I am considering purchasing one or two designer panels to place by the window,
something like this:
http://abstracta.se/web/Produkt1_1_9_2.aspx

[ While I contacted Abstracta, I do not know if these are manufactured yet.., would like to explore various options ]


thanks,


----------



## michael123 (Jul 26, 2008)

I am also investigating vertical acoustic blinds

http://www.texaa.com/products/vibrasto/vertical-blinds/
http://www.smg-corp.com/acoustical.html

French are nicer, and american are better acoustically


----------



## hjones4841 (Jan 21, 2009)

I am not sure where you are located, but our friends at GIK offer some really nice art panels:

http://www.gikacoustics.com/gik_artpanel_acoustic_panels.html


----------



## michael123 (Jul 26, 2008)

Did you mean to use them covering the (quite large) window?

[ btw, I have two Auralex SonicPrint panels on the back wall, you can see these on the photo.. ]


----------



## hjones4841 (Jan 21, 2009)

Side reflection absorption is a good idea, but not if you don't want to cover the windows. Plus, you would want the absorption to be symmetrical, which won't work for your room.

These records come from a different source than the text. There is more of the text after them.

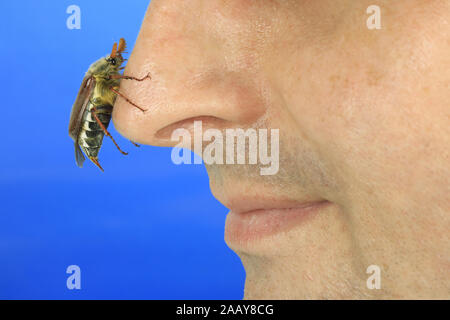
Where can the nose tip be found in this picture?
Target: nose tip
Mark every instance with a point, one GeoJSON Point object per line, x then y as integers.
{"type": "Point", "coordinates": [188, 83]}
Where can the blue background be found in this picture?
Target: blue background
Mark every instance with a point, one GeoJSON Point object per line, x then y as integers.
{"type": "Point", "coordinates": [144, 229]}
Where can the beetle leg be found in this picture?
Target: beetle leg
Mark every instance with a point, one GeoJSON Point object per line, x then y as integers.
{"type": "Point", "coordinates": [126, 99]}
{"type": "Point", "coordinates": [94, 110]}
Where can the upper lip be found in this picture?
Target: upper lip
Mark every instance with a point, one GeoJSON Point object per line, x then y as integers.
{"type": "Point", "coordinates": [247, 204]}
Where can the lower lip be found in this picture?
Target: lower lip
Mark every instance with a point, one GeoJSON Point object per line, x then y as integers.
{"type": "Point", "coordinates": [257, 224]}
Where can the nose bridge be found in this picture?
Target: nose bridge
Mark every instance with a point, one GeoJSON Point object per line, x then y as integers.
{"type": "Point", "coordinates": [190, 79]}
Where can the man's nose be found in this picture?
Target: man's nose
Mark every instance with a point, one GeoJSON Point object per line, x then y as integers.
{"type": "Point", "coordinates": [195, 75]}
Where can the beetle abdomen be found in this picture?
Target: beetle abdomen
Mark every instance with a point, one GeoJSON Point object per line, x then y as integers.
{"type": "Point", "coordinates": [91, 135]}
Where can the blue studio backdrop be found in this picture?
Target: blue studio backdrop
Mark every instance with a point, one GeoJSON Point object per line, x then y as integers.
{"type": "Point", "coordinates": [145, 228]}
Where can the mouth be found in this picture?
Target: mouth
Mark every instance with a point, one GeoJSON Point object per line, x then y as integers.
{"type": "Point", "coordinates": [252, 220]}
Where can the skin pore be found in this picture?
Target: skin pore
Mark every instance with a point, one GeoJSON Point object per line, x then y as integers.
{"type": "Point", "coordinates": [364, 123]}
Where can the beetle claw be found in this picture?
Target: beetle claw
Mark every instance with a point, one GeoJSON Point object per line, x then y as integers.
{"type": "Point", "coordinates": [95, 161]}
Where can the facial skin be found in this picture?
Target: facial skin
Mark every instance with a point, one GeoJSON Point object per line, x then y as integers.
{"type": "Point", "coordinates": [364, 119]}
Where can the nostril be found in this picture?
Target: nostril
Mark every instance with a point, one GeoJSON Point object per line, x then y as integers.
{"type": "Point", "coordinates": [188, 124]}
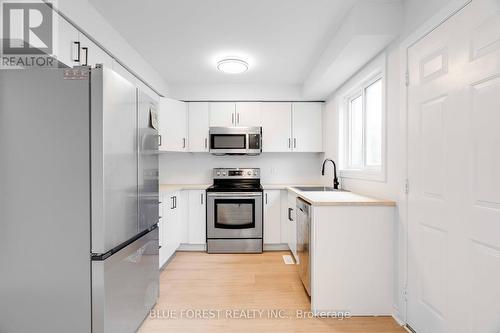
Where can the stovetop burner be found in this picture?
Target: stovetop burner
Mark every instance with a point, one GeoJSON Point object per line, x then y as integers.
{"type": "Point", "coordinates": [236, 180]}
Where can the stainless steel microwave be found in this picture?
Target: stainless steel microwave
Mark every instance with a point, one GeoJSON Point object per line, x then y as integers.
{"type": "Point", "coordinates": [236, 140]}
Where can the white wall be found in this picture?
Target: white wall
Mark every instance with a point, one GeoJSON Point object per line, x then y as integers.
{"type": "Point", "coordinates": [236, 92]}
{"type": "Point", "coordinates": [276, 168]}
{"type": "Point", "coordinates": [416, 13]}
{"type": "Point", "coordinates": [87, 18]}
{"type": "Point", "coordinates": [392, 187]}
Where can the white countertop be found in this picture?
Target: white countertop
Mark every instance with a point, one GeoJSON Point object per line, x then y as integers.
{"type": "Point", "coordinates": [314, 198]}
{"type": "Point", "coordinates": [178, 187]}
{"type": "Point", "coordinates": [340, 198]}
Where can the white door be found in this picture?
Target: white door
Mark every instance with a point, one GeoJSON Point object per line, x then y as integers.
{"type": "Point", "coordinates": [307, 127]}
{"type": "Point", "coordinates": [173, 125]}
{"type": "Point", "coordinates": [222, 114]}
{"type": "Point", "coordinates": [67, 43]}
{"type": "Point", "coordinates": [272, 217]}
{"type": "Point", "coordinates": [248, 114]}
{"type": "Point", "coordinates": [454, 173]}
{"type": "Point", "coordinates": [276, 127]}
{"type": "Point", "coordinates": [197, 217]}
{"type": "Point", "coordinates": [198, 123]}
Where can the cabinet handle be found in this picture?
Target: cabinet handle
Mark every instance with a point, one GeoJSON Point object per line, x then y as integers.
{"type": "Point", "coordinates": [77, 44]}
{"type": "Point", "coordinates": [86, 50]}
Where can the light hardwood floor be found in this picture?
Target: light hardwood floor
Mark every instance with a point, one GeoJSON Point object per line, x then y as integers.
{"type": "Point", "coordinates": [226, 282]}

Perhaps if we knew what acoustical problems you are trying to correct then better advice could be given. I see a lot of hard surfaces - is reverb from that what you want to treat? Do you have irregular subwoofer response? If so, bass traps will help.


----------



## michael123 (Jul 26, 2008)

I am after reflections.

I use EQ for the low-frequency..

I do want to cover the windows,
I posted two links below that I'm checking now..

The panels cannot be (in my case) a permanent solution, while the acoustic blind I can pull aside.


----------



## michael123 (Jul 26, 2008)

Hey,

two things:

- I ordered shades for the window - Duette double
http://www.hunterdouglas.com/our-products-detail.jsp?id=6

- I made many experimenters (listening/measurements), and it turned out that the pillows on top of the sofa are just the right receipt to cut these reflections (at the listening seat). So, I ordered pillows from the sofa's vendor with the original material & finish..

The shades I shall get installed in ~ 3 wks, the pillows will arrive around October..


----------